Le commandant Aylward, auteur d’un livre intéressant sur le Transwaal, demandait un jour à un prêtre catholique de Durban, qui avait travaillé vingt et un ans sur la côte orientale de l’Afrique du Sud, combien de Zulus il avait convertis. « Pas un seul, » répliqua.-t-il.
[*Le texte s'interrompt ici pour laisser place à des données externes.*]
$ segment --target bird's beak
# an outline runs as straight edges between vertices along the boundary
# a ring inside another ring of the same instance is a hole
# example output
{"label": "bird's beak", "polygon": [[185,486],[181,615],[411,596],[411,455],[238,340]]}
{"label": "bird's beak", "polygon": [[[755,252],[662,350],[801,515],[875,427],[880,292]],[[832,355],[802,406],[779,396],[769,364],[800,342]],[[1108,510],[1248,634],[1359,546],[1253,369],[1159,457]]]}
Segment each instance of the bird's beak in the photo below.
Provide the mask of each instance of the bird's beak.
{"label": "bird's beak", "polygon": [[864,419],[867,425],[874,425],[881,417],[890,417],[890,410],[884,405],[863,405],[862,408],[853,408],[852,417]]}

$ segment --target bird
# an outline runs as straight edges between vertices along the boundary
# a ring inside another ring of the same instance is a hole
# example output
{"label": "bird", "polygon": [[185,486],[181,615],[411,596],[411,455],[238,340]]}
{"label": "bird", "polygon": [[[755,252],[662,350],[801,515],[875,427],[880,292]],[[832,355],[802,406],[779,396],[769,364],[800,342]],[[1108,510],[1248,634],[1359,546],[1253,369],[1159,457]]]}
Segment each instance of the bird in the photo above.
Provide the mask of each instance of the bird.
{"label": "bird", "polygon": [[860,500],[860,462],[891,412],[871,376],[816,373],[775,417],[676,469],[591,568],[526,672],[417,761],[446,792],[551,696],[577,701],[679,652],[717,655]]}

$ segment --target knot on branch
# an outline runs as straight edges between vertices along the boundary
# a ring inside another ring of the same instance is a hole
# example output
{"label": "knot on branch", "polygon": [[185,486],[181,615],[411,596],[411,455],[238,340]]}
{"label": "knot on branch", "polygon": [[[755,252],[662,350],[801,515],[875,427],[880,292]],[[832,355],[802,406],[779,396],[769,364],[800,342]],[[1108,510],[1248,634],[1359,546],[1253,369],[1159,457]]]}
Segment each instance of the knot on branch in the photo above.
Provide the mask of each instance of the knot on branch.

M. Aylward avait posé la même question au révérend docteur Allard, qui lui avait répondu : « Je ne connais aucun Zulu que la prédication des missionnaires ait rendu plus honnête ; en revanche, j’en connais, quelques-uns que le baptême a rendus plus vicieux qu’ils ne l’étaient auparavant. — En ce qui concerne mon expérience personnelle, ajoute M. Aylward, je déclare que les Zulus sont une nation de menteurs, et que le peu de convertis qu’on peut trouver chez eux sont des menteurs encore plus déterminés et plus habiles que les autres[1]. » Les Zulus sont une race guerrière, conquérante et pillarde, qui ne se fait aucune conscience de s’emparer du bien et du bétail d’autrui. D’autres populations africaines, telles que les Bassoutos ou les Betchouanas, sont plus douces, plus réglées dans leurs mœurs comme dans leurs conseils, plus accessibles aux bonnes impulsions. S’il est permis de douter que Robert Moffat ait initié beaucoup de Betchouanas aux doctrines de John Wesley et aux mystères de la grâce, on doit reconnaître qu’il a beaucoup fait pour améliorer leur sort, pour réformer leurs usages,

  1. The Transwaal of to-day, by Alfred Aylward. Edinburgh and London, 1878.